Though it operates independently of the univerity, the YSU Foundation has $215 million in assets used solely to support YSU and its students.
Paul McFadden, as president of the YSU Foundation, encourages alumni and friends to make donations to the foundation. He indicated that all of the foundation’s $215 million has been obtained by donations from alumni and friends of the university and by investment gains on those charitable dollars.
Under the foundation’s strategic plan, a new allocation policy was created that allows the organization to provide YSU with 4 percent of the endowment’s market value, increasing the amount of funds available to support scholarships.

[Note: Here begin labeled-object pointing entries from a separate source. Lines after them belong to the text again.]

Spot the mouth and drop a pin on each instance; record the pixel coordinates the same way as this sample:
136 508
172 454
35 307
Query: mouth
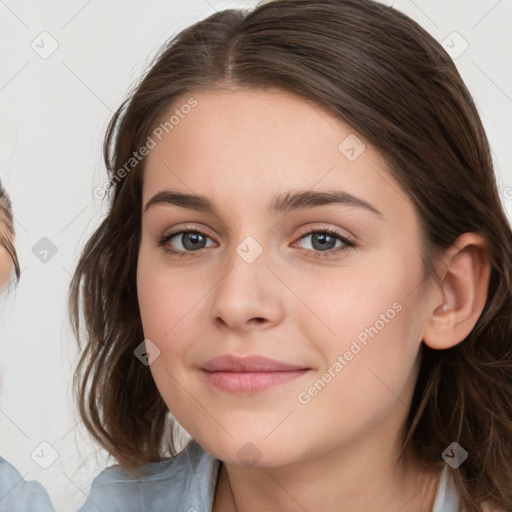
251 374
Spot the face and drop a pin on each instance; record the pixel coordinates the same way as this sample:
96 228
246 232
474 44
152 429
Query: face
330 285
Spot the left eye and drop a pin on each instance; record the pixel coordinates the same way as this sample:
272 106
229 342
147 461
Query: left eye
323 240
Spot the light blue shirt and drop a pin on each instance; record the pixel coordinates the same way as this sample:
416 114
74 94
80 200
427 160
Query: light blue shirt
17 495
187 484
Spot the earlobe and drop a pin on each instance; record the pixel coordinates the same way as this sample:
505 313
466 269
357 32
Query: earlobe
464 285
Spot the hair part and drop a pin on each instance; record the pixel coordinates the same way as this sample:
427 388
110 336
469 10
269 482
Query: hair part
7 233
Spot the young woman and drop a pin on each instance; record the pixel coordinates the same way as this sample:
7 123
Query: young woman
307 266
16 495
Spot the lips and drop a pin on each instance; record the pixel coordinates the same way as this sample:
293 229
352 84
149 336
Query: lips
249 374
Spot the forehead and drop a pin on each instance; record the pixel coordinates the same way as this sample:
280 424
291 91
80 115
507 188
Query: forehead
251 140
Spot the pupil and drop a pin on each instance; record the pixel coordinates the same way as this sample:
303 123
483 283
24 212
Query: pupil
321 238
193 239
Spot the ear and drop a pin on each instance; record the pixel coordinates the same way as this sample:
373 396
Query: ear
457 305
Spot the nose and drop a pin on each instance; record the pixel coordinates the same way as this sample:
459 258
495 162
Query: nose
248 296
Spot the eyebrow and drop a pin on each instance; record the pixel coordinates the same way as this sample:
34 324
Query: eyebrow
282 203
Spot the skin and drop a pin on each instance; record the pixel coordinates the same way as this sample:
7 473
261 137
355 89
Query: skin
240 147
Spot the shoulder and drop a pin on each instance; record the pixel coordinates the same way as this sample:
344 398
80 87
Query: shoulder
20 495
167 481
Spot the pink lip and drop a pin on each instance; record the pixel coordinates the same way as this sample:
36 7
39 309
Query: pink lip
250 374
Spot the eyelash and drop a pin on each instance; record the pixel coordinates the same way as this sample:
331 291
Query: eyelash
348 244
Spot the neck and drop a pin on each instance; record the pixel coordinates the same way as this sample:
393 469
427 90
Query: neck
325 484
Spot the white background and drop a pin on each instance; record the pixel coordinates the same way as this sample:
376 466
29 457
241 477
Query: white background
53 118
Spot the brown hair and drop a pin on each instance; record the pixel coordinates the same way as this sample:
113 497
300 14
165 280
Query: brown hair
7 229
384 75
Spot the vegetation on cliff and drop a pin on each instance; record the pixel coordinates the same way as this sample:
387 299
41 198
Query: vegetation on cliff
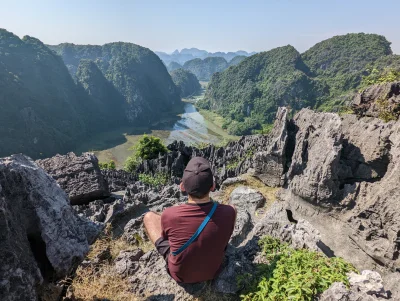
248 95
148 147
136 73
291 274
204 69
42 110
186 81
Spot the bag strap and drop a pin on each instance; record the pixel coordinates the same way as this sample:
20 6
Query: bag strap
198 231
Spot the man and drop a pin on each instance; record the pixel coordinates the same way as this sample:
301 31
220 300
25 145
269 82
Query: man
191 258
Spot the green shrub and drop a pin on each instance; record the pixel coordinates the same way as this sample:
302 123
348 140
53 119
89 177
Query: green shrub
149 147
107 165
386 112
376 76
156 180
296 275
131 163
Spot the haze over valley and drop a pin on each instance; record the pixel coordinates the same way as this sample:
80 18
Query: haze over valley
293 107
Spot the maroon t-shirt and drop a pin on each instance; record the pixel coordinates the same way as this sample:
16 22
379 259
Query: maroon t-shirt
203 258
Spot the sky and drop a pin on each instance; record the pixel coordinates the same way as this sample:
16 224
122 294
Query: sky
213 25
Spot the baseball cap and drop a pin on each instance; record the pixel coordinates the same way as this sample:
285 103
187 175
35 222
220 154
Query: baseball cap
197 177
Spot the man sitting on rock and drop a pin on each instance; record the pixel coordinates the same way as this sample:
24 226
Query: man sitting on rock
192 237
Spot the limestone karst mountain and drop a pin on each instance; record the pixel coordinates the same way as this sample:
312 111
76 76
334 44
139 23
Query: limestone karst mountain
324 77
319 181
44 112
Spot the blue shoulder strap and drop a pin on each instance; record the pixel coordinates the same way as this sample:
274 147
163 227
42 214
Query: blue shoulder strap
199 230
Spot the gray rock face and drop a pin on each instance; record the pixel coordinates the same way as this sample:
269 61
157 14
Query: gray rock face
313 174
79 176
350 168
40 235
246 202
366 286
367 103
126 263
269 164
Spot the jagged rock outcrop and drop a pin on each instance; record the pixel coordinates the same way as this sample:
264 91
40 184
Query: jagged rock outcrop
342 180
378 99
79 176
40 237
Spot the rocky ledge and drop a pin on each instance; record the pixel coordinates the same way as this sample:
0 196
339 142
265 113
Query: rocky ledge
336 177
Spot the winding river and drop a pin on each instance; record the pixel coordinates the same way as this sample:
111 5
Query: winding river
191 127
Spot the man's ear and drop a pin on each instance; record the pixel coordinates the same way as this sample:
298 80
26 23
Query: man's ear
213 187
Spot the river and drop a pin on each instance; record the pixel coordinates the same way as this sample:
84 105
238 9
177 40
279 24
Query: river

“The YSU Foundation Board of Trustees is very interested in helping attract students,” McFadden said. “It is the Foundation’s hope that increasing scholarship dollars available to students will result in increased enrollment.”
Due to the Foundation’s new policy, scholarship allocations to the university have increased by $2.6 million over the past three years.
With the cost of higher education increasing and the economy slowly recovering from a recession, the bottom-line cost of higher education is one of the largest factors prospective students consider when choosing a school to attend.
Gary Swegan, YSU’s associative vice president for Enrollment Management, said the increase in available scholarship funds — coupled with YSU’s competitive pricing — could attract incoming students.
“The bottom-line cost is just incredibly important,” Swegan said. “The YSU Foundation now for two straight years has successively increased their contributions to the university, which I think will only help us.”
Though YSU’s Board of Trustees has voted to increase tuition by 2.4 percent starting next fall semester, YSU’s projected undergraduate tuition of $8,087 for the 2014-2015 remains low in comparison to other area four-year institutions.
Projected undergraduate tuition for Cleveland State University, Kent State University and the University of Akron is $9,736, $10,004 and $10,244 respectively.
Limited state funding — which has become increasingly tied to graduation rates — and a decrease in enrollment have led to a subsequent reduction in the university’s revenue over the past three years.
Available scholarship money could act as an incentive attracting qualified students to YSU, increasing graduation rates and bolstering the university’s state funding.
“We are trying to attract students that have the very best chance of being successful,” Swegan said.
McFadden agreed and added that the YSU Foundation will continue to make an effort to financially assist students.
“We are trying to get better so we can help students more,” McFadden said. “And we are.”